Si es por ti, soy capaz de aguantar cualquier cosa. Simplemente, con que de vez en cuando me dirigieras alguna palabra amable, ya solo con eso me daría por satisfecha.
—¡Qué cosas tan triviales dices! Medias verdades infladas. Ahora que ya pensaba que de una vez por todas habías abandonado ese tipo de sentimientos, todavía me sueltas una tras otra esas quejas tan monótonas y rutinarias, planeando dar la vuelta a la situación. Pero no te va a funcionar. Todas esas cosas que dices no son más que supercherías. Vas soltando cosas según te sientes en ese momento. Y quien me ha convertido en un hombre que no habla eres tú. Esas conversaciones durante la cena que mencionas, ¿acaso no consisten, por lo general, sino en juzgar a los vecinos?

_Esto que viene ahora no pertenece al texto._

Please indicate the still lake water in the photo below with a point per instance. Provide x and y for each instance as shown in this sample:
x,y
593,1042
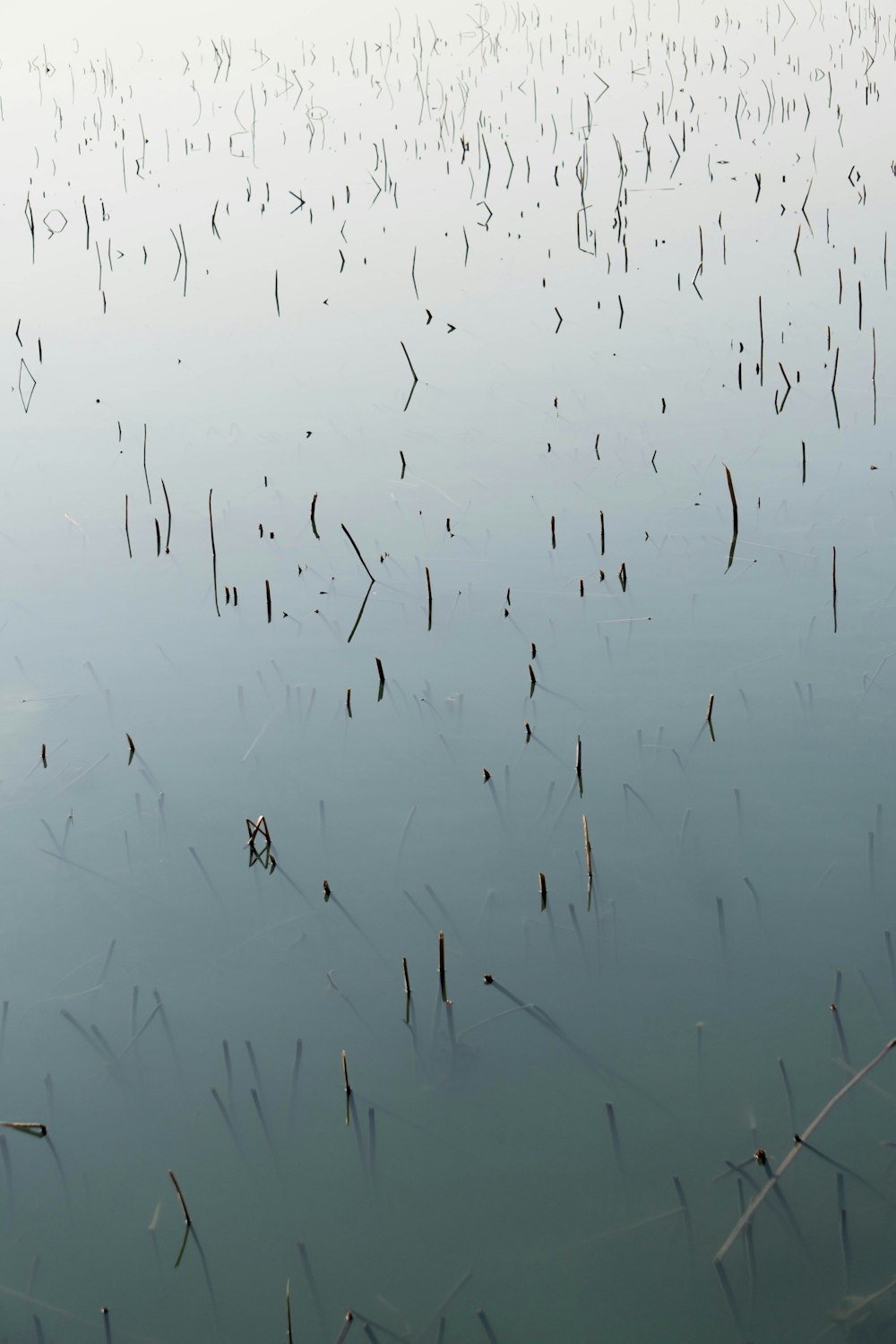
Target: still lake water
x,y
501,295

¿Acaso son algo más que habladurías? Eso también, según ese sentimiento del momento, consiste principalmente en chismorrear sobre los demás. Por lo que a mí respecta, hasta ahora no te he oído ni una sola vez elogiar a alguien. Yo mismo tengo un espíritu débil. Si me dejo arrastrar por ti, enseguida me entran ganas de criticar a los demás. Y a mí, eso me da miedo. Por eso decidí que ya no debía hablar con nadie.
Porque en vuestros ojos no se refleja más que el lado malo de las personas, y no os dais cuenta en absoluto de lo terrible que hay en vosotros mismos. Me da miedo la gente.
—Ya comprendo. Lo que pasa es que ya te has cansado de mí, ¿eh? Esta vieja ya apesta, ¿verdad? A mí no me puedes engañar. ¿Qué ha sido de la visita de antes?
¿Dónde se ha escondido? Estoy segura de que era la voz de una muchacha, ¿no? Si has conseguido una amiguita tan joven, es natural que hablar con una vieja como yo te resulte ahora desagradable. ¿Pero qué es eso de poner cara de que si ausencia de deseo, que si revelación de la verdad? Si en cuanto está delante una mujer joven como esa, enseguida hierves de emoción, te cambia hasta la voz y te pones a parlotear de una manera que da asco.
—Pues si es así, entonces está bien que sea así.
—De eso nada, no está bien. ¿Dónde está esa visita? Si no le presento mis respetos, será muy descortés para la señora invitada. Que aquí donde me ves, soy la señora de esta casa, así que permíteme que la salude. No permitiré que me ningunees de esta manera.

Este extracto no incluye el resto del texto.